It's only been a few weeks since we discussed the DVD release of Ghost in the Shell 2.0, the 21st century re-release of this seminal classic complete with a fresh coat of proverbial paint - Fellow reviewer Seb did a fantastic job of summing up everything that is good and bad about this new version of the movie in his own review, so if you want to know more about the film itself then you'd be well advised to have a read-through of his review.
However, another interesting aspect of the Ghost in the Shell 2.0 story in terms of its UK release is that it's available in both DVD and Blu-Ray variants, so our purpose for this particular review is to discuss in a little more detail what the Blu-Ray release of the movie has to offer.
Obviously, the major selling point of any Blu-Ray disc is getting to watch a movie you enjoy in all its High Definition glory, so let's start out by talking about Ghost in the Shell 2.0 itself in glorious 1080p. This is actually an interesting discussion in itself due to the very nature of the movie and the way it switches from remastered scenes using the original animation to brand-new CG sequences, while also blending the two on occasion.

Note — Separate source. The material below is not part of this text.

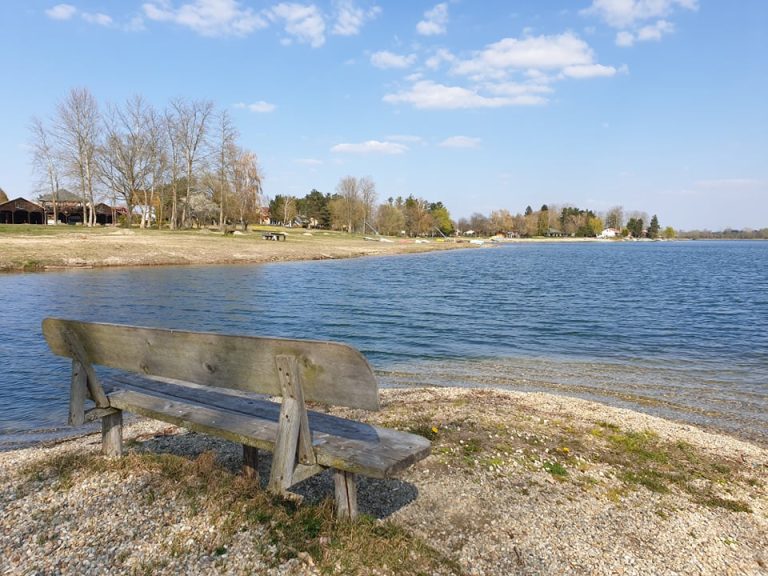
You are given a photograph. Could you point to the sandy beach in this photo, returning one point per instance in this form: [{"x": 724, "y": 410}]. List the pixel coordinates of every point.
[
  {"x": 53, "y": 248},
  {"x": 516, "y": 484}
]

If the switch between CG and the film's original animation is jarring on DVD in places, then it becomes even more so with the switch to High Definition - The opening sequence of the Major's skyscraper dive is absolutely sumptuous visually on this disc, with a tremendous amount of detail on show right down to drops off rain running off Motoko's body that you'd be hard pressed to spot on the DVD transfer; however, this only serves to accentuate the return to the original 2D animation and just how out of place those new 3D sequences look.
Thankfully, the more positive news is that regardless of these juxtapositions of old and new, this is generally speaking the best-looking transfer of Ghost in the Shell yet. While the original animation isn't ideally placed to make the most of a High Definition video format, it still offers up a clean and largely noise-free viewing experience. Unfortunately, some scenes seem to have benefited from the remastering process better than others, giving a slightly "uneven" feel to the quality of video on offer as the film progresses that is noticeable on the Blu-Ray release where perhaps the limitations of the DVD format hide it, but overall given a choice of the two formats there can be no question that the Blu-Ray release of Ghost in the Shell 2.0 is the one to watch.

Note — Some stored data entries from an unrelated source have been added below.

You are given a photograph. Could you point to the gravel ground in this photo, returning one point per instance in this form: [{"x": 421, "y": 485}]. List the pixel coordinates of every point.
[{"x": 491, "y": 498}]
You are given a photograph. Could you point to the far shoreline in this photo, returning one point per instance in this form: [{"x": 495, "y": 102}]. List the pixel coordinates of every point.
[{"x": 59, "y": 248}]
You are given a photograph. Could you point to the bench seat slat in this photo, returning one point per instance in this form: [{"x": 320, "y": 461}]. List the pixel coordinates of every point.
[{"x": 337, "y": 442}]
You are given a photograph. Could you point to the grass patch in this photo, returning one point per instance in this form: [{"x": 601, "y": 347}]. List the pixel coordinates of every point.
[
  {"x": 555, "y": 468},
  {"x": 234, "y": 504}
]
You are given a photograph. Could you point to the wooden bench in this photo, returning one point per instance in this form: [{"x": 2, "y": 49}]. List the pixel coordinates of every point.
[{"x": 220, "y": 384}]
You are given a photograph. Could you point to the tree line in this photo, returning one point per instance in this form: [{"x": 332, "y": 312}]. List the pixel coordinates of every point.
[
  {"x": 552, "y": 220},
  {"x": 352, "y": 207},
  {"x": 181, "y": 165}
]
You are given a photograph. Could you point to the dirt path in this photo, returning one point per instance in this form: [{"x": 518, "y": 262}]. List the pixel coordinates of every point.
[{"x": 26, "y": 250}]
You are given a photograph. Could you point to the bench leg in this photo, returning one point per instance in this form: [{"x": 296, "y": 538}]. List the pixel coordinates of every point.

This feeling is also confirmed when it comes to the audio quality of this release - While the DVD's Dolby Digital 2.0 and 5.1 soundtracks are no slouch, they can't match the fantastic range and power of either the 6.1 DTS Master Audio or the 2.0 uncompressed PCM audio tracks (both available in either Japanese or English) offered by the Blu-Ray release, which really make the most of the remastered and re-recorded audio to bring everything from that haunting opening theme onwards to life.
Of course, the Blu-Ray release of the movie has one other string to its bow - The inclusion of the original release of the movie on the same disc. Excited at the thought of seeing the movie we know and love in its original form in High Definition, I couldn't wait to check this out... and was summarily disappointed. While I wasn't expecting this release to be given the same treatment as Ghost in the Shell 2.0 itself, I was at least hoping for something better than the rather ugly and shoddy looking transfer supplied here, which isn't even up to the standard of the remastered DVD currently in my collection. I was planning to give away my DVD copy in lieu of this new Blu-Ray release, but actually watching the original movie transfer included here has all-but changed my mind - Better-looking subtitles aside thanks to the capabilities of the media, it simply isn't as pleasant to watch as my older DVD release. While it isn't terrible to the point of being unwatchable, I can't shake the feeling that so much more could have been done with this, but alas it simply wasn't to be.
Still, if you really want a copy of Ghost in the Shell 2.0, then this Blu-Ray release really does show off this new version's changes to their fullest extent - Just don't pick it up solely to replace a perfectly good DVD copy of the original movie that might already be in your collection, or you'll probably feel a little short-changed.
As we've discussed before, it's still Ghost of the Shell at the end of the day, but a better transfer of the original movie would have made this a far more compelling release.